Vale Quase Tudo

A sugestão para esta crônica é da Mãe de Zé, se inscrevam e vamos falar um pouco mais sobre a nossa farofa pop favorita: futebol e novela!


Domingo à tarde. No Brasil, isso significa duas certezas: tem futebol e tem novela esperando para roubar a audiência logo no dia seguinte ao apito final.

Lá em casa, o jogo mal tinha começado e minha avó já decretava da cozinha:

— Se esse time perder, nem quero ver o capítulo de Garota do Momento!

Sim, ela é dessas. Assiste à novela como quem revisita a própria juventude, com um brilho nos olhos que nem a reprise em 4K da GloboPlay consegue apagar. E Garota do Momento, ah, essa novela… está no ar agora, entre 2024 e 2025, mas se passa nas décadas de 50 e 60, um Brasil de topetes, vestidos rodados e amores proibidos embalados ao som da Rádio Nacional.

Enquanto isso, no estádio — agora moderno, com arquibancadas instagramáveis e cobertura Wi-Fi — a bola rolava como um capítulo de Vale Tudo: cheio de reviravoltas, vilões carismáticos e mocinhos que vacilavam na hora H.

Nosso camisa 10 parecia o Marco Aurélio da novela das antigas: dono do mundo, da bola e do próprio ego. Driblava até a sombra, mas entregava na hora de finalizar. O juiz, uma espécie de Odete Roitman com apito, dava pênaltis que nem a Heleninha, mesmo sóbria, conseguiria aceitar sem gritar.

Aos 30 do segundo tempo, o técnico colocou o novo reforço. Jovem, bonito, sorriso de comercial. A torcida vibrou como se ele fosse a própria Garota do Momento em versão masculina: puro charme, pouco conteúdo. Mas bastou um passe de trivela e um gol de placa pra gente esquecer a coerência e gritar “Craqueeee!”. Porque aqui, no país do improviso, carisma é mais decisivo que tática. Ética? Nem sempre.

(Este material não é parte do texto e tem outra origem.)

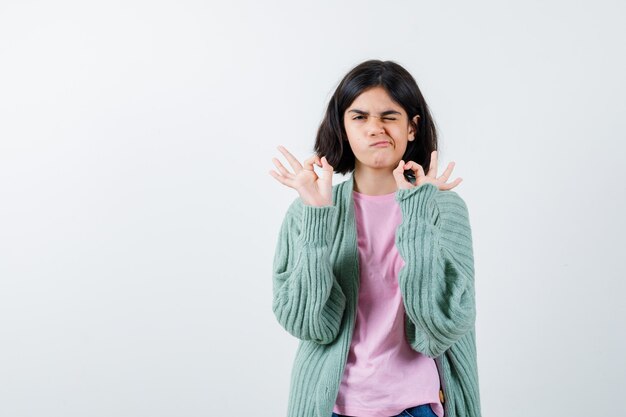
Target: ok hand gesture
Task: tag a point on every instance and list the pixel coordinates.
(421, 178)
(313, 189)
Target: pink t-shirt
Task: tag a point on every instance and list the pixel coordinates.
(383, 374)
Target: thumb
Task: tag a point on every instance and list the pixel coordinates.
(327, 167)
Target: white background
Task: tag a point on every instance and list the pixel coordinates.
(138, 219)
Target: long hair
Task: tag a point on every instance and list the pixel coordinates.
(332, 140)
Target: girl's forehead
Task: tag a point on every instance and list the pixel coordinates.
(375, 99)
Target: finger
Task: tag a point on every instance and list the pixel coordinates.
(451, 185)
(281, 168)
(446, 174)
(308, 163)
(415, 167)
(326, 166)
(295, 164)
(281, 179)
(432, 169)
(398, 175)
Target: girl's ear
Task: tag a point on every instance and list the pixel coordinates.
(412, 127)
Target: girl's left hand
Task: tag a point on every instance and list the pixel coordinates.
(421, 178)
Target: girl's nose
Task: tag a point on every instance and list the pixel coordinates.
(376, 126)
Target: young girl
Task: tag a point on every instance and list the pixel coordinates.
(375, 275)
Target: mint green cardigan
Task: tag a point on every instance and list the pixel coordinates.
(316, 284)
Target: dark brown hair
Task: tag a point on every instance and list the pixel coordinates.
(332, 140)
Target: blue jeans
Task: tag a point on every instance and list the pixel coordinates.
(423, 410)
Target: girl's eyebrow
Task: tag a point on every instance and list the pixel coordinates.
(385, 113)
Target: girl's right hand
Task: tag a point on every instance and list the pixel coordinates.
(313, 189)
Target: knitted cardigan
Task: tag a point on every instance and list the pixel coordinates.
(316, 284)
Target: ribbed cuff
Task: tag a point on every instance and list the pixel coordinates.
(417, 201)
(316, 223)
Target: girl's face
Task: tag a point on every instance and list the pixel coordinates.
(378, 130)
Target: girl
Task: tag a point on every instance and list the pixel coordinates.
(375, 275)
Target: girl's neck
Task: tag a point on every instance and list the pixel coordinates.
(374, 181)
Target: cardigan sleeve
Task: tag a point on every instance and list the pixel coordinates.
(437, 281)
(307, 299)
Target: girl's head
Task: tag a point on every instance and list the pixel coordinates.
(376, 101)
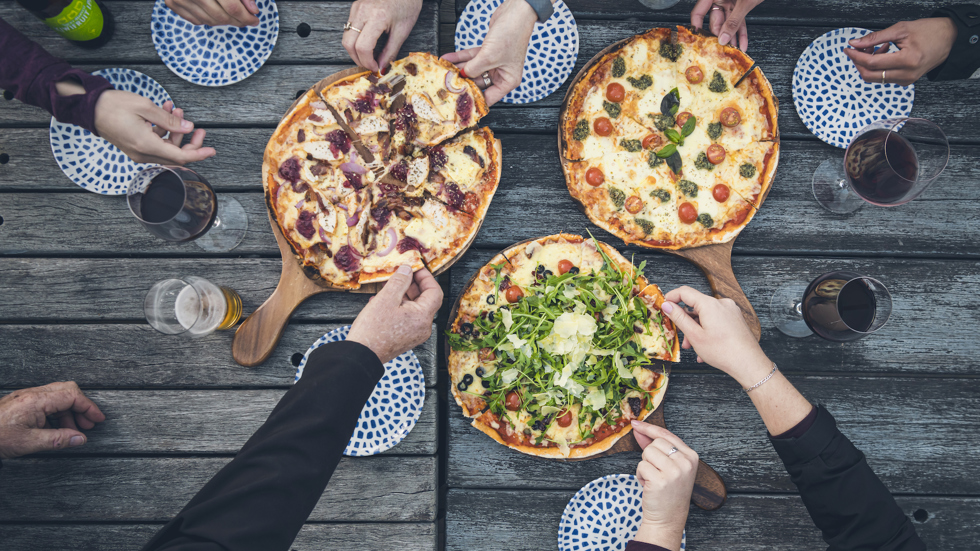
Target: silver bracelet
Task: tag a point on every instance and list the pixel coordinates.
(757, 385)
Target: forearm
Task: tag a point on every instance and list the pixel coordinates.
(261, 499)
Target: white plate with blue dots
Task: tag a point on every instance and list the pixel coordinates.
(392, 409)
(551, 53)
(91, 162)
(832, 99)
(214, 56)
(604, 515)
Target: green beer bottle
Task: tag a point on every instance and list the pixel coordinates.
(87, 23)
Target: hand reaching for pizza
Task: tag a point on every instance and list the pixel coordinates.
(238, 13)
(398, 318)
(45, 418)
(923, 45)
(503, 51)
(667, 474)
(374, 18)
(727, 22)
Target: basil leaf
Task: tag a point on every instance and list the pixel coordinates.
(668, 150)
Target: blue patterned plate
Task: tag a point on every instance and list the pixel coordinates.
(214, 56)
(393, 408)
(91, 162)
(604, 515)
(831, 98)
(551, 54)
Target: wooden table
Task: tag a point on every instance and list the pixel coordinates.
(74, 267)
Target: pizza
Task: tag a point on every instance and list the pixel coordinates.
(374, 171)
(555, 344)
(659, 146)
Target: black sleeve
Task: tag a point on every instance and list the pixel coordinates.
(964, 57)
(261, 499)
(844, 497)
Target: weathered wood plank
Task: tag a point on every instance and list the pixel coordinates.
(130, 355)
(912, 431)
(133, 42)
(749, 522)
(946, 344)
(208, 421)
(532, 201)
(375, 489)
(312, 537)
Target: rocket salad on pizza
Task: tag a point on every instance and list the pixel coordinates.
(554, 346)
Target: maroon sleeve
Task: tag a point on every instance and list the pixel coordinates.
(30, 73)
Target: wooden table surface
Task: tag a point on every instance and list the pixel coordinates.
(74, 268)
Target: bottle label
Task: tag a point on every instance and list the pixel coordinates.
(81, 20)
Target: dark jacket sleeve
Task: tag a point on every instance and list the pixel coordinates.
(261, 499)
(30, 73)
(964, 57)
(844, 497)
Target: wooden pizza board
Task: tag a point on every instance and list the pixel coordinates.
(710, 492)
(257, 336)
(714, 260)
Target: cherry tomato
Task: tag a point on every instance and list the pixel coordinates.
(512, 401)
(720, 192)
(687, 213)
(730, 117)
(716, 153)
(602, 126)
(594, 177)
(652, 141)
(615, 92)
(634, 204)
(694, 74)
(565, 419)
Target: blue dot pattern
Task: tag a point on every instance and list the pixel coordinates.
(91, 162)
(604, 515)
(551, 54)
(831, 98)
(214, 56)
(393, 408)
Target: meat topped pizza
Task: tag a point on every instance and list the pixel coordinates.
(554, 346)
(373, 171)
(661, 148)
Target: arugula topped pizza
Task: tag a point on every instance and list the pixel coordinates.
(555, 347)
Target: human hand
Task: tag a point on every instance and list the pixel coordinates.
(126, 120)
(399, 317)
(503, 51)
(240, 13)
(374, 18)
(668, 481)
(726, 23)
(45, 418)
(923, 45)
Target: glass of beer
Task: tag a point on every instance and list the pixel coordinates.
(191, 306)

E lá em casa, minha avó vibrava tanto com o atacante quanto com a mocinha da novela enfrentando o patrão machista no capítulo daquela noite.

— Tá vendo? — ela disse, com olhos marejados — mulher já jogava no ataque naquela época. Só não era com chuteira.

O jogo terminou empatado. Um gol anulado pelo VAR, um pênalti não marcado e a velha promessa de “na volta a gente resolve”. Saímos do estádio — físico ou mental — como quem sai de um capítulo mal resolvido: cheios de dúvidas, teorias e esperança.

Na calçada, um senhor resmungava:

— Esse futebol tá igual à novela: ninguém sabe mais quem é mocinho, quem é vilão.

E ele tinha razão. A diferença é que na novela a gente ainda torce pela redenção. No futebol? A gente continua indo ao estádio — como quem assiste ao próximo capítulo. Entre o VAR e a brilhantina, entre o escanteio mal batido e o beijo proibido, seguimos vivendo o grande drama nacional: torcer, sofrer, esperar e, no fundo, acreditar.

Porque no fim das contas, no Brasil, todo domingo é uma novela. Com ou sem final feliz.